Buonasera, sono una ragazza di 32 anni che da due mesi non ha tregua dalle extrasistoli. Ne soffro da 7 anni ma con periodi ( addirittura di mesi e mesi ) di calma e periodi un po’ più fastidiosi. Tutto ciò, negli anni, mi ha portato ad effettuare visite cardiologiche con annessi ECG, ECOCARDIO e Holter. Tutto nella norma. Questi primi esami risalgono al 2011. Nell’holter furono registrate circa 400 extrasistoli ma il cardiologo mi disse di stare serena e non ha voluto darmi alcuna terapia. L’anno dopo, con gli stessi fastidi, contatto un altro cardiologo e da li ricomincia il calvario: visita, ecg e holter. Anche li, rarissimi battiti ectopici sopraventricolari. Stessa conclusione: nessuna terapia. Cuore sano. Giugno 2015: ricominciano extrasistoli a manetta e la mia ansia sale esponenzialmente. Premetto che sono una persona estremamente ansiosa e ipocondriaca! Di nuovo visita cardiologica, ecg ( in quello purtroppo nessuna ). Il cardiologo mi rinnova di nuovo l’invito a stare tranquilla. Non passano, certi giorni ( come oggi ) ne avevo ininterrottamente tanto che sono andata due volte al PS, dove mi hanno mandato ( ringrazio ancora per la delicatezza ) a quel paese. Ne registrarono una ventricolare e nel secondo una sopraventricolare. Mi dissero che era ansia e non dovevo tornare più perchè sono sana. Torno dal cardiologo dove in un ecg ne registra una e mi dice che, vista la mia ansia, avrebbe fatto un ecocardiogramma che è risultato perfetto. Qualche giorno dopo effettuo un altro holter dove però ( uniche 24h in due mesi ) non ne ha registrata neanche una! Il cardiologo mi ha prescritto una compressina di congescor da 1,25 e un integratore al biancospino. Mi ha detto che non ho nulla da preoccuparmi. Settimana scorsa consulto un aritmologo che ha visionato i miei esami e ha concordato col cardiologo: devo stare tranquilla. Ma da cosa si deduce la benignità se nei giorni che ne avevo tantissime non ho potuto fare holter? Non so più cosa fare e vivo in un incubo!
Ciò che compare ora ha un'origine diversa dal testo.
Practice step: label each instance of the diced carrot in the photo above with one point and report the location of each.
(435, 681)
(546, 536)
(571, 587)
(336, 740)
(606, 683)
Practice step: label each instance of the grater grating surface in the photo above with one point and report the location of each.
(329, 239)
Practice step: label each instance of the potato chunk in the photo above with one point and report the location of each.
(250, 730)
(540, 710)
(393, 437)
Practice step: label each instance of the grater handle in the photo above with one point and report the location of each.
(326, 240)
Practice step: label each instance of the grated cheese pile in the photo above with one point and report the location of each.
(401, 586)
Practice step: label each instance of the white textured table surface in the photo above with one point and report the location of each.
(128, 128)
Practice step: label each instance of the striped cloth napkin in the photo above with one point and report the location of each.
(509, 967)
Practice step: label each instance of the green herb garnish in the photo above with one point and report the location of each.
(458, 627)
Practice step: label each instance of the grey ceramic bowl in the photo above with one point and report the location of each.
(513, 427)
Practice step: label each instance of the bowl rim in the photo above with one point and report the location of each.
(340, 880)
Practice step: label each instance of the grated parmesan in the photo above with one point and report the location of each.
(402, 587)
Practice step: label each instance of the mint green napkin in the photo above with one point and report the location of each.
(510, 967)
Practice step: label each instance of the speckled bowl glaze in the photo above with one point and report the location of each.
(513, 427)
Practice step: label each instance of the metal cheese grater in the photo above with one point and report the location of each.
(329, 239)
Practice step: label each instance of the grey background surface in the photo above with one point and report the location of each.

Ho il terrore che queste extrasistoli mi provochino una aritmia maligna… Inoltre stamattina sono tornata, per l’ennesima volta, dal cardiologo il quale ha effettuato ecg rilevando due extrasistole ventricolari. Io ho letto che sono quelle più brutte ma lui mi ha assicurato che non corro alcun rischio e che per completare e chiudere il capitolo effettuerà un ecg da sforzo, ma solo per maggiore tranquillità mia. Ormai mi sono quasi chiusa in casa dalla paura e non vivo più come prima.